Google and Yahoo! have joined a growing roster of Web-based email service providers with users duped by hackers into betraying passwords to accounts.
A day after Microsoft blocked access to thousands of Hotmail accounts in response to hackers plundering password information and posting it online, the list of victims was growing to include users of an array of email services.
In an email to SBS, Google Australia said this wasn’t a breach of Gmail’s security system.
“This is not a breach of Gmail security, but rather a scam to get users to give away their personal information to hackers. Once the attackers gain user credentials, they can easily access and modify the affected accounts as they desire. This may include changing a user’s contact list, altering the inbox, or even deleting the account”.
Google Austrlaia would not comment on how many accounts had been tampered with and weren’t able to provide anyone for comment.
“We recently became aware of a phishing scheme through which hackers gained user credentials for Web-based mail accounts including a small number of Gmail accounts,” Google said in its statement.
Cyber-crooks evidently used “phishing” tactics to trick users of free Web-based email service into revealing account and access information.
“We are aware that a limited number of Yahoo! IDs may have been made public,” Yahoo! said in a statement. “Online scams and phishing attacks are an ongoing and industry-wide issue.”
In an email to SBS, Google Australia recommends only entering your sign-in credentials at the sign in stage only.
“To keep your Google account secure online, we recommend you only ever enter your Gmail sign-in credentials to web addresses starting with 上海性息,www.google.com/accounts, and never click-through any warnings your browser may raise about certificates”.
Time Warner subsidiary AOL, in response to an AFP inquiry, said it is “closely monitoring the situation.”
“Our guidance to users is to keep your wits about you: do not click on live links, or insert any details into input fields in emails, pop-ups or Web pages if you are not sure where they come from.”
Microsoft said Monday that it learned of the latest problem during the weekend after Hotmail account information of “several thousand” users, many of them reportedly in Europe, was posted at a website.
The unconfirmed list of Hotmail accounts compromised by “phishing” has grown into the tens of thousands.
“We are aware that some Windows Live Hotmail customers’ credentials were acquired illegally by a phishing scheme and exposed on a website,” Microsoft said. “We have taken measures to block access to all of the accounts that were exposed and have resources in place to help those users reclaim their accounts.”
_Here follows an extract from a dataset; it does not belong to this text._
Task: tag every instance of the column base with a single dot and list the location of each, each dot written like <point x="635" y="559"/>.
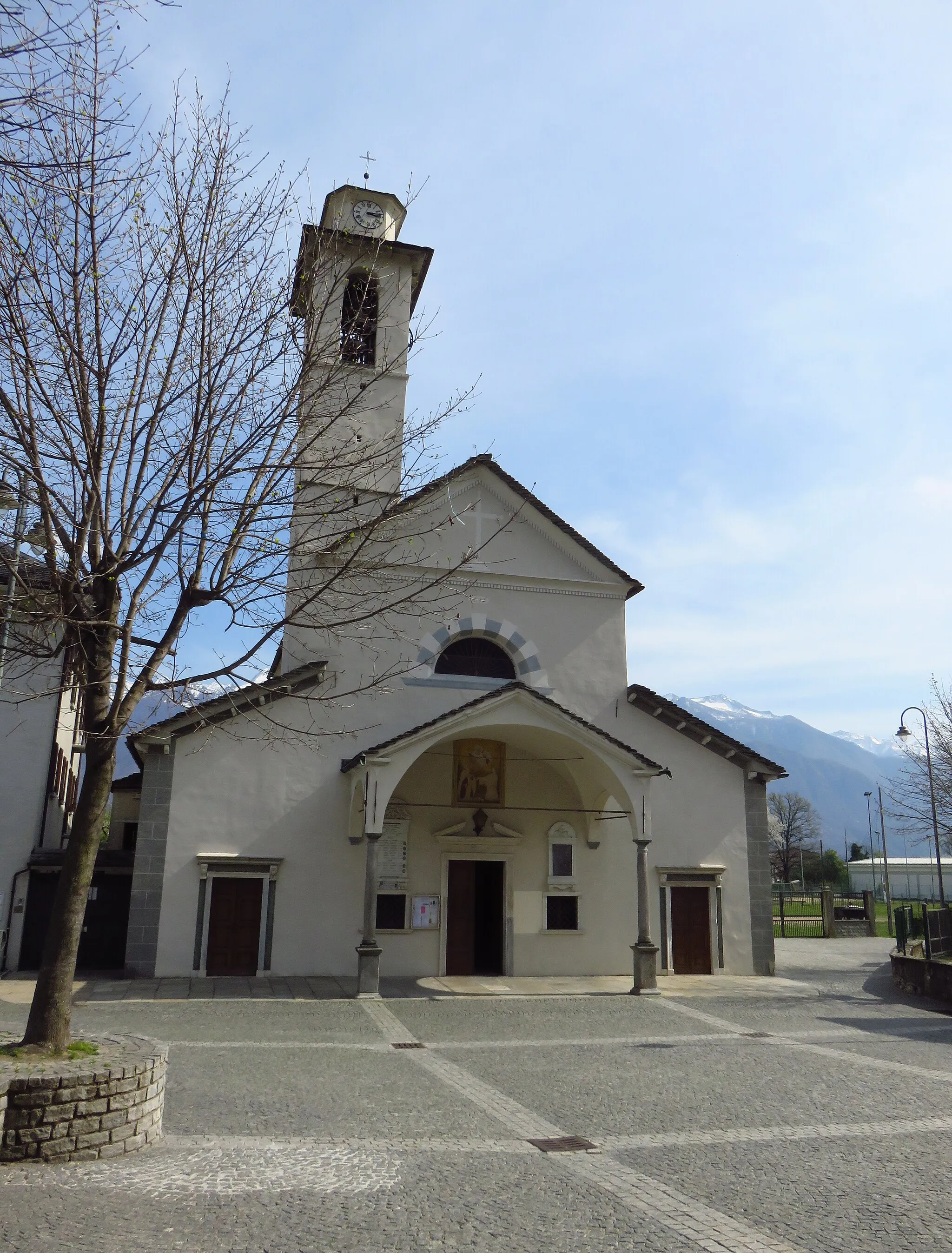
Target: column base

Phishing is an Internet bane and involves using what hackers refer to as “social engineering” to trick people into revealing information online or downloading malicious software onto computers.
What is phishing?
Phishing tactics include sending people tainted email attachments that promise enticing content such as sexy photos of celebrities and luring people to bogus log-in pages that are convincing replicas of legitimate websites.
Microsoft, Google, and Yahoo! stressed that hackers did not breach their databases, but rather email users were conned into revealing information.
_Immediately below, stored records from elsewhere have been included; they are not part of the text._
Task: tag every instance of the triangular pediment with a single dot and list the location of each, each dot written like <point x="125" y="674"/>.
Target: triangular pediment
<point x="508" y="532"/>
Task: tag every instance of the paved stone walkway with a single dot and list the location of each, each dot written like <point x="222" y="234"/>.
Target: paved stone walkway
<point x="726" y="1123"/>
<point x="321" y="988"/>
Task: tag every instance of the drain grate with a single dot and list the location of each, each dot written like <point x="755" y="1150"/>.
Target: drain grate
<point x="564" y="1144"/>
“Phishing is an industry-wide problem… exercise extreme caution when opening unsolicited attachments and links from both known and unknown sources, and install and regularly update anti-virus software,” Microsoft said.
Google advises Gmail users not to “click through” on warnings browsers may raise about certificates nor sign in at Web addresses that don’t start with google.com/accounts.
Web-based email users who suspect their accounts have been compromised should change passwords and check to make certain any secondary email or texting options in accounts have not been changed.
“We encourage users to be very careful when asked to share their personal information,” Google said.
The email service providers urged people to visit pages at their websites with advice and tools for protecting accounts.